Data from this consortium will directly inform decisions to be made in the coming period by government policy-makers, healthcare providers and scientists to control the COVID-19 pandemic.

This national effort will achieve its goals by creating and distributing tools and methods to safely handle and share data across different geographical sites, and to analyse complex datasets that combine different types of information. The evidence generated by this consortium will be pivotal for many scientific and public health purposes, including:

  •  understanding the transmission of COVID-19, including rates of epidemic growth
  •  identifying geographical trends and variations in COVID-19 across the UK
  •  monitoring the emergence of drug resistant viral mutations in response to the introduction of new treatments and vaccines.

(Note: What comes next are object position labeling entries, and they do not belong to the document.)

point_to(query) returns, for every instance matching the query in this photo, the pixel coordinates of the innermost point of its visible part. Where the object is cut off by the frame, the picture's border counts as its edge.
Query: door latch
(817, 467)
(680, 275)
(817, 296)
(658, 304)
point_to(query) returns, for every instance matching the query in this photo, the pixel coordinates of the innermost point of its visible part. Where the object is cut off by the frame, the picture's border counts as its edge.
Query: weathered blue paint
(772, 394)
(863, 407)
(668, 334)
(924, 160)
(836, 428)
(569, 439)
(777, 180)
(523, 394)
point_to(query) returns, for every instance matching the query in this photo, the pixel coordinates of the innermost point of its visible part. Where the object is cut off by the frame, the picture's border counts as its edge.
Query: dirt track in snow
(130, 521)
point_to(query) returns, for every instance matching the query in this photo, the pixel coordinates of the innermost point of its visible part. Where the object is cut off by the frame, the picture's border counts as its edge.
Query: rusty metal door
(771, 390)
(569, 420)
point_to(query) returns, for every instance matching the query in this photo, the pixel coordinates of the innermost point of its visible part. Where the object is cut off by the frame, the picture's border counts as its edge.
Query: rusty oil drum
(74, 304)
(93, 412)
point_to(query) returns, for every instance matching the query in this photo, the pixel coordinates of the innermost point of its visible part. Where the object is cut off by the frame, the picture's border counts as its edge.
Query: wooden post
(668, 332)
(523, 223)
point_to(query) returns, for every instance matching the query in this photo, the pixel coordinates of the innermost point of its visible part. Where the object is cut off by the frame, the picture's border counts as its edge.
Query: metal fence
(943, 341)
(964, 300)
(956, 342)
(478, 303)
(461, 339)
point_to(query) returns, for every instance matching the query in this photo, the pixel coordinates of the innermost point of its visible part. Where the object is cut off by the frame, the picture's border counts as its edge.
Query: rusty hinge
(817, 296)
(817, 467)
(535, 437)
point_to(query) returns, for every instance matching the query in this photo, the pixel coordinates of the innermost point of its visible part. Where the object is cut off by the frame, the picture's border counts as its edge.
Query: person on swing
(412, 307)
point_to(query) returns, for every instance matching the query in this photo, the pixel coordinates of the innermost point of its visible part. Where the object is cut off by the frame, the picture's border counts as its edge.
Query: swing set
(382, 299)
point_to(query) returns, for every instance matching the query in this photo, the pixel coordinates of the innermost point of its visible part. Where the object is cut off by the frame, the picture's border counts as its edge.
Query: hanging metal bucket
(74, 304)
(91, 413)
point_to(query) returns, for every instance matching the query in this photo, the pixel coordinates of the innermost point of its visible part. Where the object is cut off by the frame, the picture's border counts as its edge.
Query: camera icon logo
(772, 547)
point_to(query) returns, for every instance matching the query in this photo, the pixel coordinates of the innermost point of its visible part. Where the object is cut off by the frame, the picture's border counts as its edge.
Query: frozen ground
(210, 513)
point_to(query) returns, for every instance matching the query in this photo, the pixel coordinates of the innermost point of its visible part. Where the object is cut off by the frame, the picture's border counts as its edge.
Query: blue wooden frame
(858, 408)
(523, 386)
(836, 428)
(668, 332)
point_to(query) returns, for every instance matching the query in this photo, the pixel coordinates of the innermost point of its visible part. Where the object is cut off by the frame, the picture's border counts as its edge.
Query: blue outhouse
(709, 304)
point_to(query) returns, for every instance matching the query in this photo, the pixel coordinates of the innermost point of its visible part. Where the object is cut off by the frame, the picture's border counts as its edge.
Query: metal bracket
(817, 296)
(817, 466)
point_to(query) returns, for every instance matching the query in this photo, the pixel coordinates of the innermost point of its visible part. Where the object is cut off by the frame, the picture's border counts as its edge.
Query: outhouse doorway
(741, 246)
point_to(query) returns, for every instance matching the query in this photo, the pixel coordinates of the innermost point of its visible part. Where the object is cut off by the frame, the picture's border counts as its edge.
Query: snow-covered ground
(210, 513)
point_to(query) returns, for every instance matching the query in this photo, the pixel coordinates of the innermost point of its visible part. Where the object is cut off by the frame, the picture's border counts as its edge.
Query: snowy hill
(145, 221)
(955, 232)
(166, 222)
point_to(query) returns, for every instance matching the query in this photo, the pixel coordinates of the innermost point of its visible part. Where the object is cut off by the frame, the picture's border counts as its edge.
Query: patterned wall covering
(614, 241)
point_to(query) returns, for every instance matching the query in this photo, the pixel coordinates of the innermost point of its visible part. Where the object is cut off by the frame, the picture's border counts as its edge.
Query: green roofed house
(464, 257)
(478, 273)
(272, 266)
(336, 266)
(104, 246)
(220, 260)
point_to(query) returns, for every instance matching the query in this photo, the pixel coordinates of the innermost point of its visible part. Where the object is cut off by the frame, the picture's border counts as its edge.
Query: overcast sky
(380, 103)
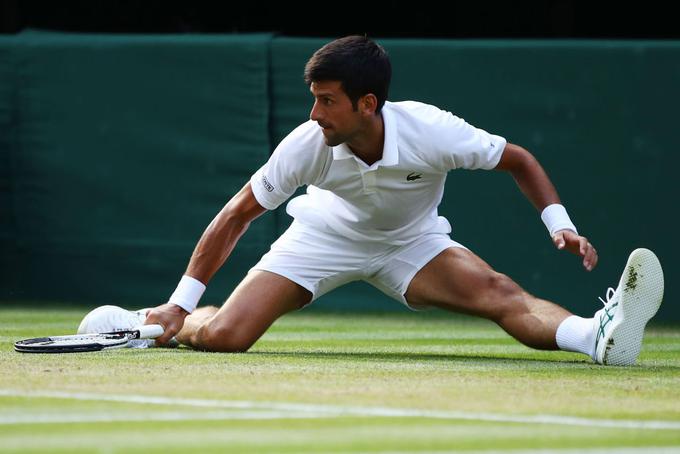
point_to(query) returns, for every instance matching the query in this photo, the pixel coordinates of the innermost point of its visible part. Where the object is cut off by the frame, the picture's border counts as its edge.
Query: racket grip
(150, 331)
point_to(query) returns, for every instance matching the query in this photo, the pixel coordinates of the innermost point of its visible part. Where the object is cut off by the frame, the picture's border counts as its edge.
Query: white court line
(85, 417)
(291, 410)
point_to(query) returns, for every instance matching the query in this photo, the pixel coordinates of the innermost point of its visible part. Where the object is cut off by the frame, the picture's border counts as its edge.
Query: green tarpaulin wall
(116, 152)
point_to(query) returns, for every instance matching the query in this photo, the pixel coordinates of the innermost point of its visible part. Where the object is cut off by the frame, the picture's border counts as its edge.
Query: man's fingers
(558, 239)
(590, 260)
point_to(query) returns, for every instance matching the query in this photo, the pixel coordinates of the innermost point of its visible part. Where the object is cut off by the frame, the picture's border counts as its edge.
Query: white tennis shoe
(105, 319)
(620, 324)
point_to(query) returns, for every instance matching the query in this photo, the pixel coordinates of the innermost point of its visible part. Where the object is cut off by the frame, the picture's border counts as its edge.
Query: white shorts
(321, 260)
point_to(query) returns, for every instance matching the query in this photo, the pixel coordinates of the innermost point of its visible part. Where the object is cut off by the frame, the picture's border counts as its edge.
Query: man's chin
(332, 141)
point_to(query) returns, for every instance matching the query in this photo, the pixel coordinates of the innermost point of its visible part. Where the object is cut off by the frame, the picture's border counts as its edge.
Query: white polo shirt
(394, 200)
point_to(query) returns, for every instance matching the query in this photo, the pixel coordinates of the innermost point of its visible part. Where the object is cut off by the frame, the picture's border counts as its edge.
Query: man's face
(334, 113)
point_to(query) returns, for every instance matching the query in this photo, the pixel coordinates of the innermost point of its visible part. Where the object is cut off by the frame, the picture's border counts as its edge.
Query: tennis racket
(87, 342)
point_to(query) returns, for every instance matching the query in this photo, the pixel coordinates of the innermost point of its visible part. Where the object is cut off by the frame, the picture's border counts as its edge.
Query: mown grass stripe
(297, 410)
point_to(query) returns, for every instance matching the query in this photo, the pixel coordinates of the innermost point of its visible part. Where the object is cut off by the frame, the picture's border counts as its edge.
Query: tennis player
(375, 173)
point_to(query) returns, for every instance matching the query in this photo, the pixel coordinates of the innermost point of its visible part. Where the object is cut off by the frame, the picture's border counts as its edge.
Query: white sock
(575, 334)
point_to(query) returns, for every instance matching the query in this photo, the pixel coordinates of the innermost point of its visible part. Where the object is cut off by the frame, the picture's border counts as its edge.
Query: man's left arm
(537, 187)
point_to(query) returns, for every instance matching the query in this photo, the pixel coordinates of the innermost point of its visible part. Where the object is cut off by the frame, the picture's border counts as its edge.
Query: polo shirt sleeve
(459, 145)
(294, 163)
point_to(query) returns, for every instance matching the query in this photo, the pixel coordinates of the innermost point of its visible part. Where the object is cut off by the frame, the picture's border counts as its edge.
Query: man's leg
(460, 281)
(260, 299)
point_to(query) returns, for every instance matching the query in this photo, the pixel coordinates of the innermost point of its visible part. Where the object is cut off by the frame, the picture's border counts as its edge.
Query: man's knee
(502, 296)
(222, 337)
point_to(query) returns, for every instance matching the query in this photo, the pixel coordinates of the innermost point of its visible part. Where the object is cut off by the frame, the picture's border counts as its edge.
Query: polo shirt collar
(390, 150)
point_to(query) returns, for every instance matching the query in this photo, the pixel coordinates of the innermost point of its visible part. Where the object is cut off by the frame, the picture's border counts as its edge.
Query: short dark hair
(361, 65)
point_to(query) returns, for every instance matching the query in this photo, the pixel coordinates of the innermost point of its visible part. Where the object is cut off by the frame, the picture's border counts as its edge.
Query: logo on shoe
(605, 318)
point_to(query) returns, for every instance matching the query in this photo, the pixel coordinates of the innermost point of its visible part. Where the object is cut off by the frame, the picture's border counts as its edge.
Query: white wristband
(187, 293)
(555, 218)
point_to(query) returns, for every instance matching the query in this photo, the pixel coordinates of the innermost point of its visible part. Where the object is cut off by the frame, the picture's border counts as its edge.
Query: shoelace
(609, 295)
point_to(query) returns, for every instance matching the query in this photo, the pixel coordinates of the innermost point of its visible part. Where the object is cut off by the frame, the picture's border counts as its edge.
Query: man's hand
(576, 244)
(170, 317)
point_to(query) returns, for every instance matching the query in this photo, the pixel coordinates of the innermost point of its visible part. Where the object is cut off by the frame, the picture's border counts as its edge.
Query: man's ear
(368, 104)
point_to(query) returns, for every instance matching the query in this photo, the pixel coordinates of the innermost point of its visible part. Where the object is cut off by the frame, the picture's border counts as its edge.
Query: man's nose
(315, 113)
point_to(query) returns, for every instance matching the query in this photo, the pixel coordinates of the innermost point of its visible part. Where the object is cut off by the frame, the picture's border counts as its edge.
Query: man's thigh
(457, 280)
(260, 299)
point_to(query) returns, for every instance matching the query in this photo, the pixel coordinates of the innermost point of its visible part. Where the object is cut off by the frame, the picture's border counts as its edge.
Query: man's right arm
(213, 248)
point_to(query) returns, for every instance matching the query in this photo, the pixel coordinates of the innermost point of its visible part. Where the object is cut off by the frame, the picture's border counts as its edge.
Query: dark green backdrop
(116, 152)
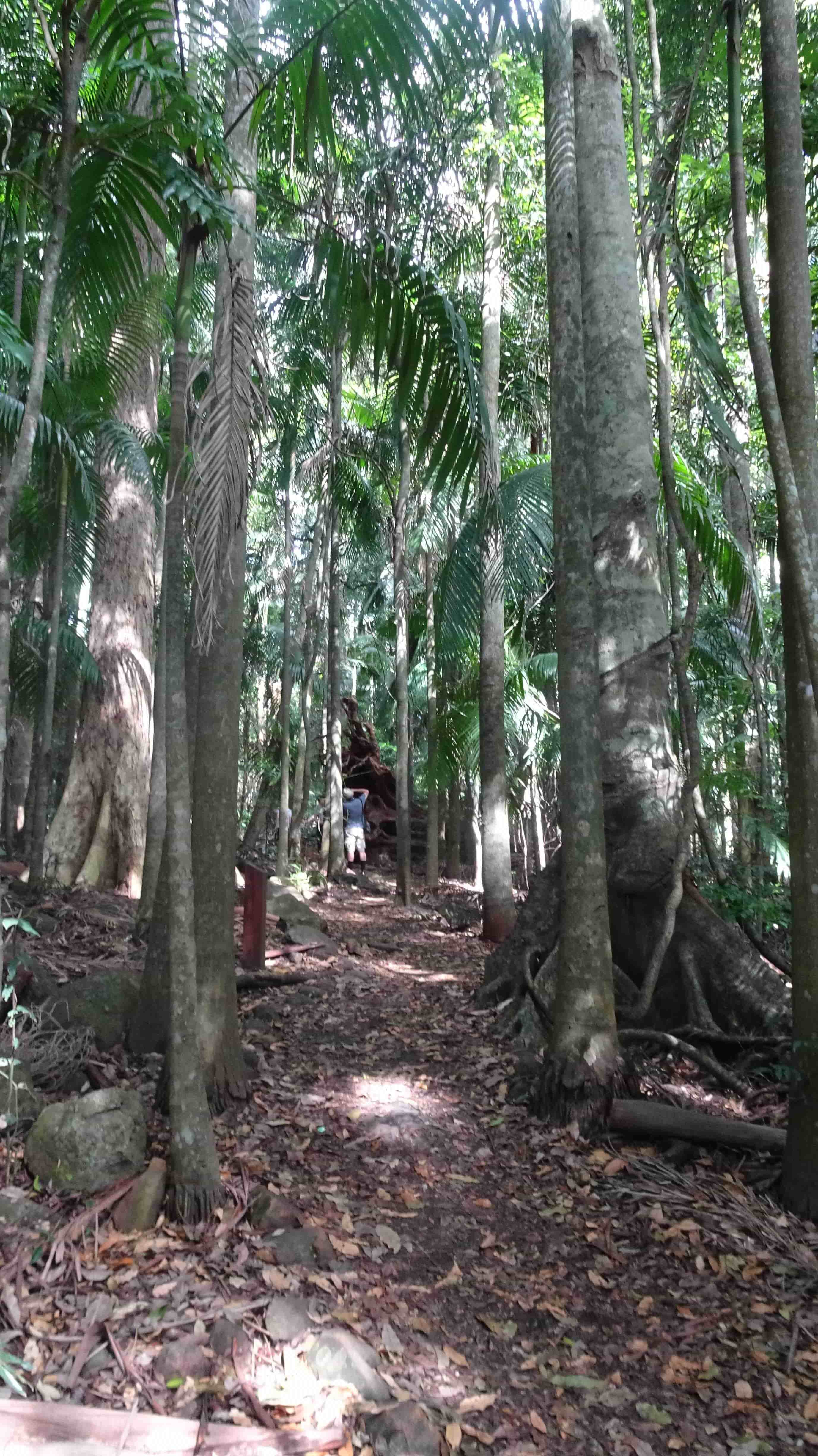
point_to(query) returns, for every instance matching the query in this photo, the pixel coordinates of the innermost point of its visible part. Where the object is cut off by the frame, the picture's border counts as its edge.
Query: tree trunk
(44, 762)
(289, 455)
(583, 1050)
(335, 781)
(213, 835)
(791, 338)
(196, 1186)
(431, 732)
(404, 842)
(158, 794)
(642, 782)
(72, 62)
(498, 899)
(113, 753)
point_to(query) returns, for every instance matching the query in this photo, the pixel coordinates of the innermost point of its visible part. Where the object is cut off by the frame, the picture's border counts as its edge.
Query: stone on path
(270, 1211)
(404, 1430)
(183, 1359)
(103, 1001)
(287, 1318)
(89, 1143)
(340, 1358)
(20, 1103)
(139, 1211)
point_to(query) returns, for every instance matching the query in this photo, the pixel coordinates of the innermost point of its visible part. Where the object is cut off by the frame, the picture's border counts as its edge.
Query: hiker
(354, 839)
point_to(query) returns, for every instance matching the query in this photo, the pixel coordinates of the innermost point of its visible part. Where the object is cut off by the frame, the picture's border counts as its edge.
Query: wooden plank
(86, 1430)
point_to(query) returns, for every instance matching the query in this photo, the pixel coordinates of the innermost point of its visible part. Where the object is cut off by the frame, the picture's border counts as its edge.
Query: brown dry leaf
(453, 1278)
(455, 1356)
(475, 1403)
(506, 1328)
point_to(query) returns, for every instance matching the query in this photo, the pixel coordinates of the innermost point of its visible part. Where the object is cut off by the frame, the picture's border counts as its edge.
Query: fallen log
(661, 1120)
(62, 1429)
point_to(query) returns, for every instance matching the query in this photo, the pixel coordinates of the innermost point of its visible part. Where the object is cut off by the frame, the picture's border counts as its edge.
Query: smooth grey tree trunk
(43, 787)
(404, 828)
(498, 899)
(433, 873)
(791, 340)
(283, 858)
(196, 1186)
(583, 1052)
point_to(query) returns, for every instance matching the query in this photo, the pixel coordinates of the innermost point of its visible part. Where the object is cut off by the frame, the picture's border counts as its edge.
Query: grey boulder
(287, 1318)
(340, 1358)
(404, 1430)
(89, 1143)
(104, 1001)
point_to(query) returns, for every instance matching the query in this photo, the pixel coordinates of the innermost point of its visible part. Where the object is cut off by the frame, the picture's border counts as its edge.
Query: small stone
(104, 1001)
(404, 1430)
(268, 1211)
(20, 1103)
(287, 1318)
(89, 1143)
(139, 1211)
(181, 1359)
(340, 1358)
(295, 1247)
(222, 1339)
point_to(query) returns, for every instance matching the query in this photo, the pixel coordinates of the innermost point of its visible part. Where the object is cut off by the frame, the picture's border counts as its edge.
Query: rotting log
(661, 1120)
(63, 1429)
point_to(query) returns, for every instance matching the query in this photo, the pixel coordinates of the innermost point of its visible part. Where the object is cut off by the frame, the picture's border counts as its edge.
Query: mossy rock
(104, 1001)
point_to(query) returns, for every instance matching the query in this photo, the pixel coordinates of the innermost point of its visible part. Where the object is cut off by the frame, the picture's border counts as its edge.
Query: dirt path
(535, 1292)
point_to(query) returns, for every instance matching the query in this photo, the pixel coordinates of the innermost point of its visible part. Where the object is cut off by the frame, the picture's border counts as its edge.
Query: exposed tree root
(660, 1120)
(685, 1049)
(193, 1203)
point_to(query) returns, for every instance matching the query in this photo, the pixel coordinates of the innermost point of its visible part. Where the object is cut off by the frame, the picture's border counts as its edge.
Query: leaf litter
(525, 1286)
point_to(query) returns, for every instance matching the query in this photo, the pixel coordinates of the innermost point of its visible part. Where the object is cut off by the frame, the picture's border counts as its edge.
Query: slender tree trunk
(289, 451)
(404, 844)
(583, 1049)
(196, 1186)
(114, 748)
(498, 899)
(72, 62)
(791, 338)
(158, 796)
(44, 765)
(803, 568)
(334, 653)
(431, 732)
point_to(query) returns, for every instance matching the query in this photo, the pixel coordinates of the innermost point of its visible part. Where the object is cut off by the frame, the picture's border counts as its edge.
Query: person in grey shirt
(354, 838)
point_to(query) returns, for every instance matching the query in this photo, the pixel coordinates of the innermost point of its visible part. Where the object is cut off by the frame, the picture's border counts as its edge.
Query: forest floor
(533, 1291)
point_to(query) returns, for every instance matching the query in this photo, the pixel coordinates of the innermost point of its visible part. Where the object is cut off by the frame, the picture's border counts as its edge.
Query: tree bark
(404, 842)
(283, 860)
(583, 1050)
(335, 781)
(433, 873)
(791, 340)
(113, 755)
(498, 899)
(196, 1186)
(158, 794)
(44, 762)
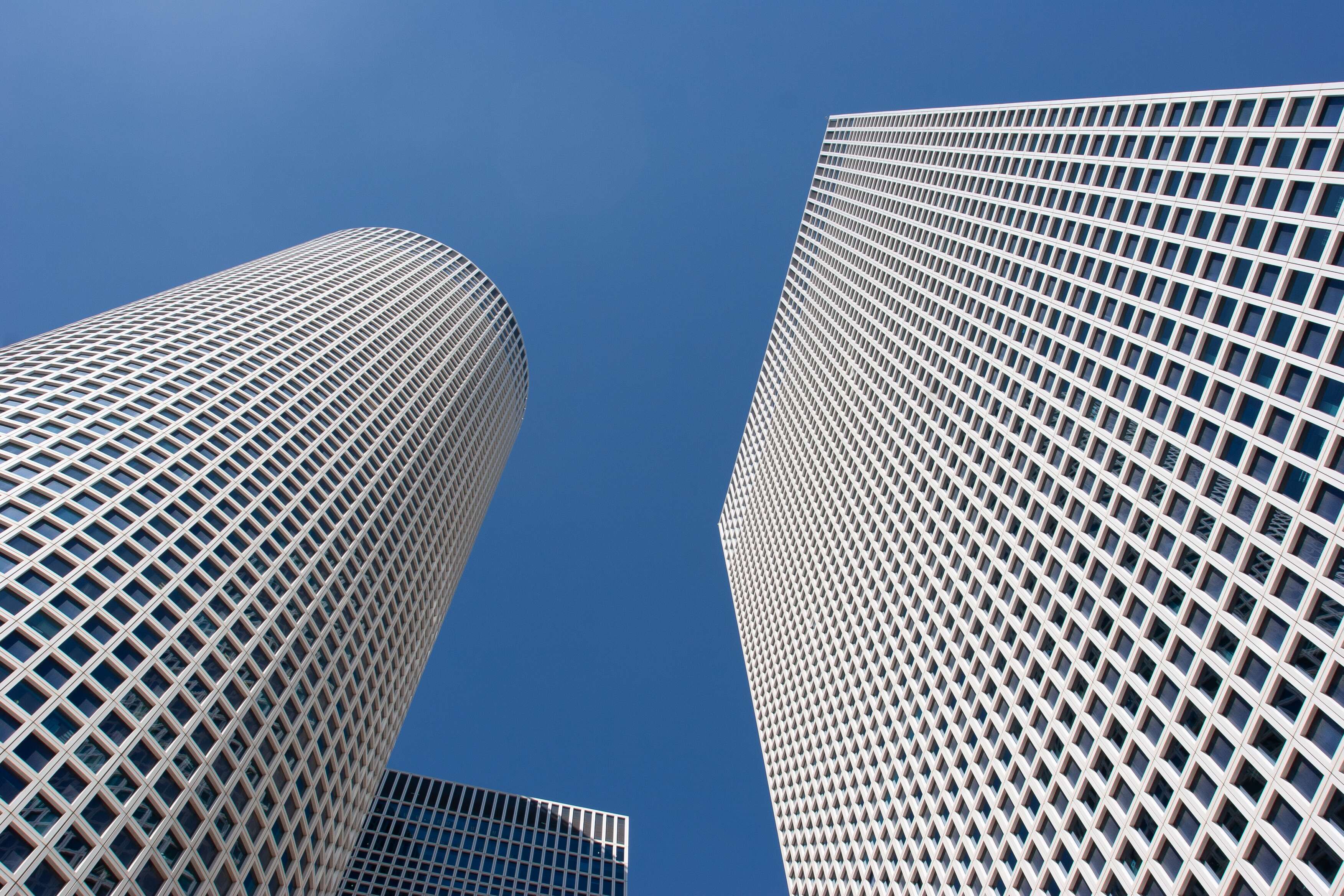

The coordinating hub for sequencing the viral genome will be in Cambridge, at both the Wellcome Sanger Institute, one of the world’s foremost centres for genetics and biodata, and the University of Cambridge where the award will be administered.

Health Data Research UK, the nation’s institute for health and biomedical informatics, will contribute to this effort in several ways, including:

  •  Dr Ewan Harrison (HDR UK Fellow), who will serve as the consortium’s Scientific Project Manager;
  •  Professor John Danesh (HDR UK-Cambridge Director), who will serve on the consortium’s Steering Committee;
  •  Dr Michael Chapman (HDR UK-Cambridge, Director of Health Informatics), who will help coordinate national efforts to link COVID-19 genome databases with epidemiological and clinical databases, drawing on the national resources and expertise of HDR UK.

Professor Sharon Peacock, Director of the National Infection Service, Public Health England and Director of the Consortium, said:

“Virus sequence data, when combined with clinical and epidemiological information about patients, can provide information that can inform policy decisions made to contain the COVID-19 outbreak. This needs a coordinated national response and rapid provision of information to policy makers, which this consortium will provide.”

Dr Ewan Harrison, HDR UK Fellow at the Wellcome Sanger Institute and Cambridge University and Scientific Project Manager of the Consortium, said:

“Samples from substantial numbers of confirmed cases of COVID-19 will be whole genome sequenced and, employing leading expertise in genomics and surveillance of infectious diseases, this consortium will bring together leading groups across the country to analyse the data generated and work out how coronavirus is spreading in the UK. This will inform national and international strategies to control the pandemic and prevent further spread.”

Professor John Danesh, Director of HDR UK-Cambridge and BHF Professor of Epidemiology and Medicine at Cambridge University and Steering Committee Member of the Consortium, said:

“Analysing information on the viral genome code coupled with epidemiological information and patient health records is critical to understanding COVID-19.It will reveal reasons for variation in infection susceptibility and in severity of consequences after infection, which is important for informing disease control and treatment strategies.”